Ci risiamo. Un noto giornalista di sinistra, il solito Michele Serra, invoca, nella sua rubrica quotidiana su Repubblica, una “destra normale”. E non si nasconde dietro le parole perché fa anche qualche nome per il pantheon della “destra che non c’è”: Malagodi, Montanelli, Prezzolini. E a proposito di quest’ultimo, egli ricorda i valori che secondo lui la destra dovrebbe avere e che oggi assolutamente non ha: “la destra – scrive – è regola, rispetto delle leggi, tradizione, educazione, cultura alta, quella dei libri”.
Già vari commentatori hanno messo in rilievo il fatto che i nomi portati da Serra siano proprio quelli di noti uomini di cultura ostracizzati, nel pieno della loro attività, proprio dalla sinistra, che li considerava tutti “fascisti” o complici dei fascisti. Ed è pur vero che è un discorso, quello di Serra, che politicamente non ha molto senso: la politica si fa col materiale umano che uno ha a disposizione, che si cerca di incanalare quanto più possibile verso gli esiti ideali a cui si tende. C’è però, a mio avviso, un elemento ulteriore e non considerato che stona non poco nel discorso di Serra. Ammesso e non concesso che esista un concetto di “destra normale” e che l’attuale non lo sia, altrettanto può dirsi, e per tutta la sua lunga storia novecentesca e ancora oggi, della sinistra italiana, che “normale” non è mai stata. Essa è stata sempre per lo più massimalista, faziosa, manichea, violenta, tesa a screditare moralmente l’avversario e quindi ad escluderlo da ogni discorso pubblico.
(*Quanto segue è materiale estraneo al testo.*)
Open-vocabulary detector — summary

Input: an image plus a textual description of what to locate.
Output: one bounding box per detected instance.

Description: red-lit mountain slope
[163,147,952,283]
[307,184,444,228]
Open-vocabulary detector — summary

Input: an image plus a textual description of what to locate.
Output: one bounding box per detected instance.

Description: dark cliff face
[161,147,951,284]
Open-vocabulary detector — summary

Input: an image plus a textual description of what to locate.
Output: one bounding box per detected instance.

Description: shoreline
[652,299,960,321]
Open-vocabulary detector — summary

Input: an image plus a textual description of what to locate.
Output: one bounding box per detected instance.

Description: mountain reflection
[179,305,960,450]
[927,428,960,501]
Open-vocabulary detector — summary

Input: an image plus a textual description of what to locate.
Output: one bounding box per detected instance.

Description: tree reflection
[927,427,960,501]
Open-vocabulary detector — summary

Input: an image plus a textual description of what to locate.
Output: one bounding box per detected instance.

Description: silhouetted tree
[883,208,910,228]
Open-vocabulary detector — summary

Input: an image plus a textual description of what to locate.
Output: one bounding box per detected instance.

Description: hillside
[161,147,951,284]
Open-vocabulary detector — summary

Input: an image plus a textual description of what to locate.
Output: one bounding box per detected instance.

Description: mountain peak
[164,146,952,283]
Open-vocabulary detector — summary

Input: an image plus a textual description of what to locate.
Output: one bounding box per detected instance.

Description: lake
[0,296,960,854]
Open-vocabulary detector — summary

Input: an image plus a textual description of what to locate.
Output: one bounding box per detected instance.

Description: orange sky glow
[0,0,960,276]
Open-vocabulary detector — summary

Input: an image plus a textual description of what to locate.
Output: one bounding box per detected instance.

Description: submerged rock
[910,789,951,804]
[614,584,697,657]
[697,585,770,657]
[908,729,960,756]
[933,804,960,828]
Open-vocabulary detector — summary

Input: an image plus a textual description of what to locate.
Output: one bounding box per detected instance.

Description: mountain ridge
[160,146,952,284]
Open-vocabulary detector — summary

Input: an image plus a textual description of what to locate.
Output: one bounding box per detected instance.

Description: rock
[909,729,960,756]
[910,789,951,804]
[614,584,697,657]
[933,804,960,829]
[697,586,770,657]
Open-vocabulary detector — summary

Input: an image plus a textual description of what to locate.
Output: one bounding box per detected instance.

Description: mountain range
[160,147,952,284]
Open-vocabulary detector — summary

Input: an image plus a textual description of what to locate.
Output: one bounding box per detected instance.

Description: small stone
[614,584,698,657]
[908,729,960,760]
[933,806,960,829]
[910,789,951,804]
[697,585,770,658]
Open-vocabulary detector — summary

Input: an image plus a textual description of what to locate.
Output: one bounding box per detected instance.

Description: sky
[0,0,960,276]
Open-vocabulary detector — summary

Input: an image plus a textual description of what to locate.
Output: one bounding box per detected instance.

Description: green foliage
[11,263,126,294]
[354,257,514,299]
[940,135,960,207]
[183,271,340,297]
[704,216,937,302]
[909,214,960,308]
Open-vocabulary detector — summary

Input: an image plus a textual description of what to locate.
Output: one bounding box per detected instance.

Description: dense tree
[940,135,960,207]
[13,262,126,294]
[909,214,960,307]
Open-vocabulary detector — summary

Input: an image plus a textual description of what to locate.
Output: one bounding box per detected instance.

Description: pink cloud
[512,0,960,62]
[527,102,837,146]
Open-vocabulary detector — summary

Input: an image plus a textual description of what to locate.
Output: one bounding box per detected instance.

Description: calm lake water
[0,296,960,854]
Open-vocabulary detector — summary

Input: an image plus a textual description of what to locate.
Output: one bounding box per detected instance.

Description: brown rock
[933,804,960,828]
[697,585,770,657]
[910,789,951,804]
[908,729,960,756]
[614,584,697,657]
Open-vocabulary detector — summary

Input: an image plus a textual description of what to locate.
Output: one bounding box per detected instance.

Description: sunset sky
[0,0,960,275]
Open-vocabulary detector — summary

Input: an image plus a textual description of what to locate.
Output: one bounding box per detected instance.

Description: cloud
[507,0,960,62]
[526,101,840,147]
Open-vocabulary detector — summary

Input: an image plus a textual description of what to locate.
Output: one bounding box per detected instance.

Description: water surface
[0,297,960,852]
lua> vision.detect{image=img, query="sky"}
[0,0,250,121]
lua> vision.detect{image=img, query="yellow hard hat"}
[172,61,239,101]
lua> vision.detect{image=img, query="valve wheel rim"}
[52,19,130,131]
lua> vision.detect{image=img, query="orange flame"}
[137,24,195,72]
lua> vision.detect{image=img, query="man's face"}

Oggi, appunto, questa mentalità, permane, e anzi, in virtù del “politicamente corretto”, per certi aspetti si è radicalizzata pur rendendosi meno evidente e più sofisticata. Non è solo questione di episodi come quello di Pierluigi Bersani che, speculando sui morti del Coronavirus, se ne è uscito in tv con un’affermazione francamente vergognosa sui molti morti in più che ci sarebbero qualora a Roma avesse governato la destra. Il problema concerne l’idea che chiunque non la pensa come la sinistra non è semplicemente un avversario da combattere con le armi della politica e della dialettica ma un essere immorale e un poco di buono da ostracizzare e allontanare in ogni modo dal potere, casomai procrastinando le elezioni e non tenendo conto dei risultati da esse emersi. Questo modo di pensare, grazie all’opera compiuta da anni dalla sinistra nella società, è penetrata in tutti i centri nevralgici del potere: dalla burocrazia alla comunicazione; dall’Università, che da libera palestra formativa tende a divenire ogni giorno di più centrale “educativa” delle coscienze, alla magistratura, che non applica la legge ma la interpreta in un’ottica di “democrazia progressiva”.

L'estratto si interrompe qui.